A central bank is an independent national authority that conducts monetary policy, regulates banks, and provides financial services including economic research. Its goals are to stabilize the nation's currency, keep unemployment low, and prevent inflation.
Most central banks are governed by a board consisting of its member banks. The country's chief elected official appoints the director. The national legislative body approves him or her. That keeps the central bank aligned with the nation's long-term policy goals. At the same time, it's free of political influence in its day-to-day operations. The Bank of England first established that model. Conspiracy theories to the contrary, that's also who owns the U.S. Federal Reserve.
Central banks affect economic growth by controlling the liquidity in the financial system. They have three monetary policy tools to achieve this goal.
First, they set a reserve requirement. It's the amount of cash that member banks must have on hand each night. The central bank uses it to control how much banks can lend.
Second, they use open market operations to buy and sell securities from member banks. It changes the amount of cash on hand without changing the reserve requirement. They used this tool during the 2008 financial crisis. Banks bought government bonds and mortgage-backed securities to stabilize the banking system. The Federal Reserve added $4 trillion to its balance sheet with quantitative easing. It began reducing this stockpile in October 2017.
Third, they set targets on interest rates they charge their member banks. That guides rates for loans, mortgages, and bonds. Raising interest rates slows growth, preventing inflation. That's known as contractionary monetary policy. Lowering rates stimulates growth, preventing or shortening a recession. That's called expansionary monetary policy. The European Central Bank lowered rates so far that they became negative.
Monetary policy is tricky. It takes about six months for the effects to trickle through the economy. Banks can misread economic data as the Fed did in 2006. It thought the subprime mortgage meltdown would only affect housing. It waited to lower the fed funds rate. By the time the Fed lowered rates, it was already too late.
But if central banks stimulate the economy too much, they can trigger inflation. Central banks avoid inflation like the plague. Ongoing inflation destroys any benefits of growth. It raises prices for consumers, increases costs for businesses, and eats up any profits. Central banks must work hard to keep interest rates high enough to prevent it.
Politicians and sometimes the general public are suspicious of central banks. That's because they usually operate independently of elected officials. They often are unpopular in their attempt to heal the economy. For example, Federal Reserve Chairman Paul Volcker (served from 1979-1987) sent interest rates skyrocketing.
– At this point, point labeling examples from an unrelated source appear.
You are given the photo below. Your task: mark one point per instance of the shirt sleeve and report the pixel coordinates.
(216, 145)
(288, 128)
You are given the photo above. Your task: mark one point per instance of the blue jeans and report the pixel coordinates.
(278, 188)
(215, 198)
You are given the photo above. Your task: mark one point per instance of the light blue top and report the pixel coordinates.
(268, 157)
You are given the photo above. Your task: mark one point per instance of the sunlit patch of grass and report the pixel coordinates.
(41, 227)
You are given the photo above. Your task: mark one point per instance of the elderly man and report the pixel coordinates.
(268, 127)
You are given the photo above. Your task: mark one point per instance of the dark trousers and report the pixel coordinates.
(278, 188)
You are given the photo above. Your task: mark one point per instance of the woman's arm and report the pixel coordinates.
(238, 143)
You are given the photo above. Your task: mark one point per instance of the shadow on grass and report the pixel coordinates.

It was the only cure to runaway inflation. Critics lambasted him. Central bank actions are often poorly understood, raising the level of suspicion.
Central banks regulate their members. They require enough reserves to cover potential loan losses. They are responsible for ensuring financial stability and protecting depositors' funds.
In 2010, the Dodd-Frank Wall Street Reform Act gave more regulatory authority to the Fed. It created the Consumer Financial Protection Agency. That gave regulators the power to split up large banks, so they don't become "too big to fail." It eliminates loopholes for hedge funds and mortgage brokers. The Volcker Rule prohibits banks from owning hedge funds. It bans them from using investors' money to buy risky derivatives for their own profit.
Dodd-Frank also established the Financial Stability Oversight Council. It warns of risks that affect the entire financial industry. It can also recommend that the Federal Reserve regulate any non-bank financial firms.
Dodd Franks keeps banks, insurance companies, and hedge funds from becoming too big to fail.
Provide Financial Services
Central banks serve as the bank for private banks and the nation's government. They process checks and lend money to their members.
Central banks store currency in their foreign exchange reserves. They use these reserves to change exchange rates. They add foreign currency, usually the dollar or euro, to keep their own currency in alignment.
That's called a peg, and it helps exporters keep their prices competitive.
Central banks also regulate exchange rates as a way to control inflation. They buy and sell large quantities of foreign currency to affect supply and demand.
Most central banks produce regular economic statistics to guide fiscal policy decisions. Here are examples of reports provided by the Federal Reserve:
- Beige Book: A monthly economic status report from regional Federal Reserve banks.
- Monetary Policy Report: A semiannual report to Congress on the national economy
- Credit Card Debt: A monthly report on consumer credit.
Sweden created the world's first central bank, the Riksbank, in 1668. The Bank of England came next in 1694. Napoleon created the Banquet de France in 1800. Congress established the Federal Reserve in 1913. The Bank of Canada began in 1935, and the German Bundesbank was reestablished after World War II. In 1998, the European Central Bank replaced all the eurozone's central banks.